MI is defined using entropy: MI
= h(img1) + h(img2) - h(img1, img2).
In this case the idea is that the joint entropy h(img1,
img2) will be minimum when
the images are perfectly aligned because one image can be easily
predicted from the other. When the joint entropy is minimum , MI
reaches its maximum.
The entropy is defined using probabilities: h(img)
= -P(img) log P(img).
More details can be found in "Alignment
by Maximization
of Mutual Information" by
Paul Viola. In my implementation I have approximated the probabilities
using intensity histograms. In the case of the joint entropy we need
the 2-dimensional joint histograms of both images.
After experimenting with both metrics my conclusion is that MI is more
robust and it performs better or equal than SSD. I say that SSD is less
robust because it its accuracy is affected by the noise usually present
at the borders of the test images, whereas MI seems mostly insensible
to them. To mitigate this problem, all the images are
temporally cropped while running the optimization loop so that the
metrics only consider the main content of the images.
Usually the difference in alignment between SSD and MI is a couple of
pixels. The following is an example where MI completely fails, given
the crack on the image, but MI correctly align without further issues:
SSD |
MI |
 |
 |
Multi-scale search
In multi-scale mode a pyramid is built for each of the three images.
The first level in the pyramid has the original image and additional
levels are built halving the resolution of the previous level. The
number of levels is automatically selected to assure that the smallest
image has a width of at least 128 pixels. The search begins in the top
level of the pyramid with an extended search window where all the
possible translations are evaluated (brute-force). The search in the
next levels begin with the solution of the previous level and
the search window drastically reduced to consider only a 3x3
neighborhood. Each level has double resolution than the previous so the
solution of one level is easily transferred to the next on by doubling
is pixel dimensions. A typical alignment of a high-resolution image
(e.g. 3741x3228 pixels) takes around 8 seconds.
White-balance
White-balance is performed as a post-processing step, after alignment,
to improve the color quality of the images. The algorithm searches the
maximum of each color channel and maps that point to white (RGB = 255,
255, 255) by scaling each channel independently.
Normal |
White-balanced |
 |
 |
Results Images
Other experiments
The described algorithm gives good results in all the images I have
tested, however, when zooming them in one can see that some regions are
not perfectly aligned, specially close to the borders. The first guess
is that an integer pixel displacement might not be the best model to
match the different channels. In an effort to improve this issue, I
implemented the complete algorithm described in "Alignment by Maximization
of Mutual Information" by Paul Viola. This algorithm maximizes
the MI using stochastic hill climbing with its gradient. The algorithm
involves estimating probability densities with the Parzen Window method
in order to find the MI gradient from the current transformation.
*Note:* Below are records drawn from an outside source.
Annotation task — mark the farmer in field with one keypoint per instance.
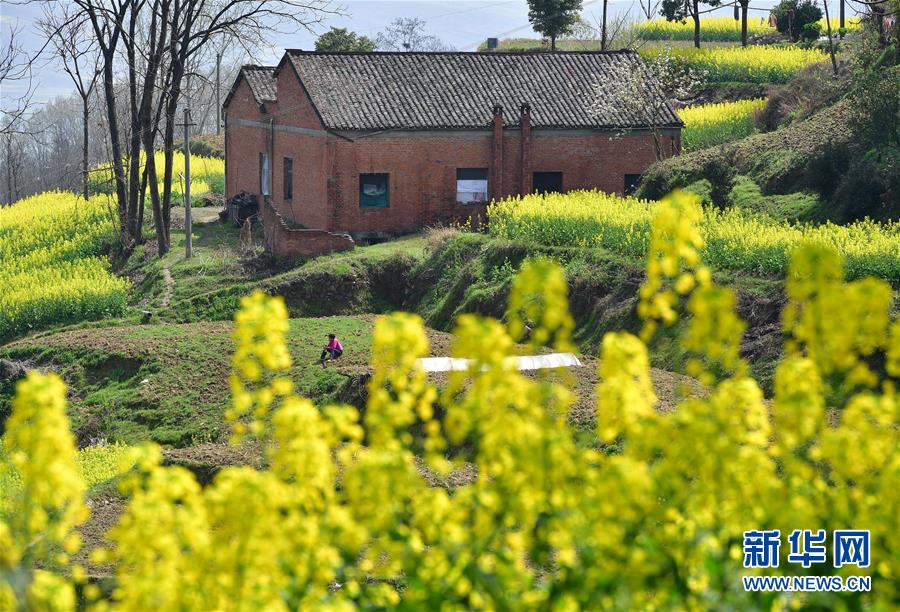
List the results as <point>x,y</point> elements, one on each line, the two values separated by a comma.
<point>332,350</point>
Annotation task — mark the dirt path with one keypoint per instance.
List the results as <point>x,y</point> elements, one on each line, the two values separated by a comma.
<point>169,283</point>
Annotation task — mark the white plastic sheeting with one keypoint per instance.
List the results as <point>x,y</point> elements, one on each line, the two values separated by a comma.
<point>531,362</point>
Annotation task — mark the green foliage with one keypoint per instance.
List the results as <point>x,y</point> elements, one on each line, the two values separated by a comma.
<point>342,39</point>
<point>784,161</point>
<point>804,12</point>
<point>553,18</point>
<point>712,29</point>
<point>811,31</point>
<point>720,173</point>
<point>655,518</point>
<point>800,206</point>
<point>733,239</point>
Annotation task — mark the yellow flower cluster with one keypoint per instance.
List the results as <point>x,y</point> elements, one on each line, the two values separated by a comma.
<point>50,265</point>
<point>754,64</point>
<point>39,512</point>
<point>207,175</point>
<point>706,125</point>
<point>733,239</point>
<point>343,516</point>
<point>722,29</point>
<point>719,29</point>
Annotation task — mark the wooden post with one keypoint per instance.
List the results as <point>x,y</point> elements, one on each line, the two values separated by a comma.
<point>188,238</point>
<point>497,155</point>
<point>218,94</point>
<point>830,41</point>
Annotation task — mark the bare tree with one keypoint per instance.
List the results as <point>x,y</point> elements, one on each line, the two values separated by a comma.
<point>680,10</point>
<point>650,8</point>
<point>408,34</point>
<point>15,81</point>
<point>645,91</point>
<point>76,50</point>
<point>157,41</point>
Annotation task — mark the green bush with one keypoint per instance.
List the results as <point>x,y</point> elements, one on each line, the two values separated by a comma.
<point>811,31</point>
<point>804,12</point>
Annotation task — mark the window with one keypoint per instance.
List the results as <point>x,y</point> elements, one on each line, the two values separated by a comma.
<point>264,173</point>
<point>631,183</point>
<point>373,191</point>
<point>547,182</point>
<point>471,185</point>
<point>288,178</point>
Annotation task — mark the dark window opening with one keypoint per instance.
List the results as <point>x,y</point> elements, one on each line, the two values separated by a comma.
<point>373,190</point>
<point>631,183</point>
<point>547,182</point>
<point>264,173</point>
<point>288,178</point>
<point>471,185</point>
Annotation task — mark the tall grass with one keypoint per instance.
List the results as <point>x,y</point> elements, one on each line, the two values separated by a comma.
<point>52,268</point>
<point>706,125</point>
<point>713,29</point>
<point>735,240</point>
<point>757,64</point>
<point>207,175</point>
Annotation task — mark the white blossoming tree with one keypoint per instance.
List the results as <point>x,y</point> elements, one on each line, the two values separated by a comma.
<point>642,91</point>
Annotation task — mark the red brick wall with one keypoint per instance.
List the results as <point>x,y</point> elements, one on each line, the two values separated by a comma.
<point>243,144</point>
<point>421,165</point>
<point>286,242</point>
<point>308,150</point>
<point>422,182</point>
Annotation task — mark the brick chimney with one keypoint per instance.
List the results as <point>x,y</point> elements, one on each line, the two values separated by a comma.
<point>525,122</point>
<point>497,155</point>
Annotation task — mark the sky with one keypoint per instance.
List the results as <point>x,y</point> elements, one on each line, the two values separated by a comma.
<point>463,24</point>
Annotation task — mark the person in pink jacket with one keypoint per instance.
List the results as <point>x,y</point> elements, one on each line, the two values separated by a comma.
<point>332,350</point>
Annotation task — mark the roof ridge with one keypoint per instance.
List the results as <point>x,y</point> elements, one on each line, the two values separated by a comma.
<point>464,53</point>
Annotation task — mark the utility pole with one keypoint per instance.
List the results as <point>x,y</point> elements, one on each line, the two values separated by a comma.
<point>218,100</point>
<point>842,18</point>
<point>830,41</point>
<point>188,238</point>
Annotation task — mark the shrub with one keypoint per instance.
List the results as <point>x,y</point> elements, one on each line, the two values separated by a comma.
<point>706,125</point>
<point>811,31</point>
<point>804,12</point>
<point>711,29</point>
<point>720,173</point>
<point>343,518</point>
<point>755,64</point>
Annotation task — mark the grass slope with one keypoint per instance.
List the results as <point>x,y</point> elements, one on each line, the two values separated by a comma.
<point>782,161</point>
<point>169,383</point>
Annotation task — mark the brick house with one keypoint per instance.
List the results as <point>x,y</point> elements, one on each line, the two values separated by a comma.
<point>376,144</point>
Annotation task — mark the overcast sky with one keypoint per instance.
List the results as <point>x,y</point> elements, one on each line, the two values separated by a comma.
<point>463,24</point>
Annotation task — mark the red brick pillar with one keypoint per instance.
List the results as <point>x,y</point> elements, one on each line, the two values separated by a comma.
<point>497,155</point>
<point>525,121</point>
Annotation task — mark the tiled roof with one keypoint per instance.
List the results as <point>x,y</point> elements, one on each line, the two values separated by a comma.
<point>261,80</point>
<point>378,91</point>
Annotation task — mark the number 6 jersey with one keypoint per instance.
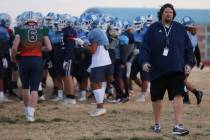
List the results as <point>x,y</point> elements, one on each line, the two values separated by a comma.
<point>32,38</point>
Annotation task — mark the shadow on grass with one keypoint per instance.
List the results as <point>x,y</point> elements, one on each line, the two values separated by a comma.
<point>124,138</point>
<point>21,119</point>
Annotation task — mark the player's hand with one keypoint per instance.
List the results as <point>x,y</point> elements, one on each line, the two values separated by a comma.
<point>79,41</point>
I was attracted with this idea because it can easily be used with more
complex transformations. In my case I was using an affine matrix to
transform coordinates from one image to the other with subpixel
precision.
Despite that the algorithm works, the result does not look much better
than the previous I had. Maybe a linear transformation is not enough to
model the transformations or maybe extra testing is required.